Conviene recordar que en los demás países de Latinoamérica una legislación similar prohibía cualquier culto no católico romano,27 y que en el Perú hasta 1836, el desacato de dicha prohibición era castigado con la pena de muerte.28

Sería largo mencionar en detalle la trayectoria de agrupaciones no católicas como la Sociedad Bíblica Británica y Extranjera así como las actividades de muchos otros en el Perú tratando de sacudir el yugo de intolerancia en el Perú; sin embargo, cupo a don Francisco Penzotti en 1888 resquebrajar inicialmente el poderío de la intolerancia en el Perú. Sus labores indeclinables le costaron persecución y prisión en Arequipa y en los calabozos del Real Felipe en el Callao. Por otro lado, antes de él el personal de algunas de las misiones diplomáticas extranjeras intentaron organizar reuniones de culto en el país, sin embargo, éstas no podían realizarse sin el permiso respectivo. Así, el 25 de octubre de 1844, los ingleses decidieron solicitar la autoridad correspondiente, la cual les fue concedida por el gobierno con la condición de que ningún peruano asistiese a las reuniones de culto.29

Las condiciones políticas de la última década del siglo XIX así como la primera del siguiente con la participación decidida del partido Liberal propiciaron de algún modo el terreno propicio para la apertura de la tolerancia religiosa en el Perú. Esta coyuntura político social allanó en cierta medida las dificultades para que las iglesias protestantes comenzaran a establecerse en suelo peruano fundando instituciones educativas.

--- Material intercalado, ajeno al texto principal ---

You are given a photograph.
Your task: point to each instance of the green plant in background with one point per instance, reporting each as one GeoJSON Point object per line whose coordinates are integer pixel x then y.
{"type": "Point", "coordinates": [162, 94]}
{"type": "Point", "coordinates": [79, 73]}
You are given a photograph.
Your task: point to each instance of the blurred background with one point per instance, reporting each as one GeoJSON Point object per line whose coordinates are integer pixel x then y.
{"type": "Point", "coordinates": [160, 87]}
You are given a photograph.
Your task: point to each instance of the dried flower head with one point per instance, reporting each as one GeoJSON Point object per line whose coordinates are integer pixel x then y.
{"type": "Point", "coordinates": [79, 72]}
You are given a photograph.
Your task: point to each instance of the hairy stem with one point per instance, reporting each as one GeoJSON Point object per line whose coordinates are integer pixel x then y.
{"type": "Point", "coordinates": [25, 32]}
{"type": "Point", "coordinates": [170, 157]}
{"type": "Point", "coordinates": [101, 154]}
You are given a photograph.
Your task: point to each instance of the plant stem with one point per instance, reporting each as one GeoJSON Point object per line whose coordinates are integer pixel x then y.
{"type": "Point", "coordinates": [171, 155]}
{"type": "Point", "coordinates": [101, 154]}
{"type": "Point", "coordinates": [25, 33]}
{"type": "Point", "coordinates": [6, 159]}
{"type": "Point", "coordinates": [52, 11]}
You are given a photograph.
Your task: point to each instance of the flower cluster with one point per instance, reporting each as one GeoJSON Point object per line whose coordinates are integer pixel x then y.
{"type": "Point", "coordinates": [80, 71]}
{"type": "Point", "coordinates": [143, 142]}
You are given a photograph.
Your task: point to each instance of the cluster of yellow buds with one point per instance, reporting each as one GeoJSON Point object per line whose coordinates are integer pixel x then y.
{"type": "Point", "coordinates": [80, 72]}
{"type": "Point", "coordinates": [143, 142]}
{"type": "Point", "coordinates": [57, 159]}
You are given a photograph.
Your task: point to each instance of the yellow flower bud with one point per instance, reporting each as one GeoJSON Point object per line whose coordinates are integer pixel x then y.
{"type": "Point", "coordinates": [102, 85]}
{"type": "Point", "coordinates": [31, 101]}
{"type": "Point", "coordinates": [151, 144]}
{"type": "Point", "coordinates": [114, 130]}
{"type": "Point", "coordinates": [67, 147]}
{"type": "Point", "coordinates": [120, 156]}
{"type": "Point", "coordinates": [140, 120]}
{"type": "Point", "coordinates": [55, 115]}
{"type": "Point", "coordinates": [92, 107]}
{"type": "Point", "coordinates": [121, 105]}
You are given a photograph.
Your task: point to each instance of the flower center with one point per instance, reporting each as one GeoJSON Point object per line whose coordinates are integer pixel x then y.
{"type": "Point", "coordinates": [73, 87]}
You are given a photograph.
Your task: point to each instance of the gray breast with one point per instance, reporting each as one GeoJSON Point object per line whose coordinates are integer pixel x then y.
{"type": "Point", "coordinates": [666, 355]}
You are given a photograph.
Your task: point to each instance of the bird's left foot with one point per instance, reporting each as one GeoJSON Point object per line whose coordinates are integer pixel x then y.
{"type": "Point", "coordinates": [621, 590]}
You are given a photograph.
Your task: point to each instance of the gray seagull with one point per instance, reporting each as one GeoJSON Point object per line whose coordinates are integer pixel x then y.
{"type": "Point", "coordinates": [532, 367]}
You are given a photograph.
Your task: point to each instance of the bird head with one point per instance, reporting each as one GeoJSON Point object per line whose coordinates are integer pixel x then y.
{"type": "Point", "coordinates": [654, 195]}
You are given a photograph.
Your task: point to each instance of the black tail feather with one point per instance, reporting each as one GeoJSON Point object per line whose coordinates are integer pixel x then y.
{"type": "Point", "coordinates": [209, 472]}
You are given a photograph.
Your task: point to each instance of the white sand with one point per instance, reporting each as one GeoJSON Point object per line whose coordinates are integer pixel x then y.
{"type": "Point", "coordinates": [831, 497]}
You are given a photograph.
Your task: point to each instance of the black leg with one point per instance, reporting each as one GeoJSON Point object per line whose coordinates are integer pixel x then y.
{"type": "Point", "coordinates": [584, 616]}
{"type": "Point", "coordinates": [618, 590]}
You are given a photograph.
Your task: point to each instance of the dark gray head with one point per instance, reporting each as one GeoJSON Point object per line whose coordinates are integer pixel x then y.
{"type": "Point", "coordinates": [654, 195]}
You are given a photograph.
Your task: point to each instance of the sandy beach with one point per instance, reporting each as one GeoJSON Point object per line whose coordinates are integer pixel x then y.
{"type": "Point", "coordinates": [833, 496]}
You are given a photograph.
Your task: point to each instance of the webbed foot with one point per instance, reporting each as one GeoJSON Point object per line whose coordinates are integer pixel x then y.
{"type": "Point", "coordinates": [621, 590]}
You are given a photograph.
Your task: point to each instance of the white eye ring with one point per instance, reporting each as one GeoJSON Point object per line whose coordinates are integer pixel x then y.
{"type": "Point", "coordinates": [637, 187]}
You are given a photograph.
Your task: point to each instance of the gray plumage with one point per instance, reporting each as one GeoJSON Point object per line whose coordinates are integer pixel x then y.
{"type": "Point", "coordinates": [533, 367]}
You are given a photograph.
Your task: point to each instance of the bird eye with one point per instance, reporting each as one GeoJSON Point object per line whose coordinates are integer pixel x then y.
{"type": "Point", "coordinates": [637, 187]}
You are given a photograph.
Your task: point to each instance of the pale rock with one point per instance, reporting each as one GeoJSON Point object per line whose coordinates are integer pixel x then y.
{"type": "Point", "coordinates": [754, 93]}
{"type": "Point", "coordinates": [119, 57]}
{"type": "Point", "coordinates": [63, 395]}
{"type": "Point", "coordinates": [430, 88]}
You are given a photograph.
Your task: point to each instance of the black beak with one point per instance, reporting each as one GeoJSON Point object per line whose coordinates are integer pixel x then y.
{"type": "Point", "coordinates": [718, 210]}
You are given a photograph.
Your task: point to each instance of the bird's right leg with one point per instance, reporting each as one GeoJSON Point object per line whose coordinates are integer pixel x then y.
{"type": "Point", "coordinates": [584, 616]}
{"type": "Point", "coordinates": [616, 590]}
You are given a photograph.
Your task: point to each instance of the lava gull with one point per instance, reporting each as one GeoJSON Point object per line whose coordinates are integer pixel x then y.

Los presbiterianos, la Unión Misionera para Regiones Lejanas, los adventistas del séptimo día, así como otras misiones protestantes figuran en este quehacer educativo evangélico en el Perú. No obstante, como lo señala Klaiber, de todas ellas los dos grupos que más aprovecharon la coyuntura liberacionista de las primeras décadas del siglo XX fueron los metodistas y los adventistas,30 y de éstos fueron los adventistas los que propiciaron el momento final para que la libertad religiosa fuese por fin legislada en el Perú aunque no fuese reconocida, ya que la Iglesia Adventista tuvo que pagar un alto precio de intolerancia y persecución de parte de quienes no estuvieron dispuestos a aceptar que la libertad religiosa era también un derecho que asistía legítimamente a los peruanos.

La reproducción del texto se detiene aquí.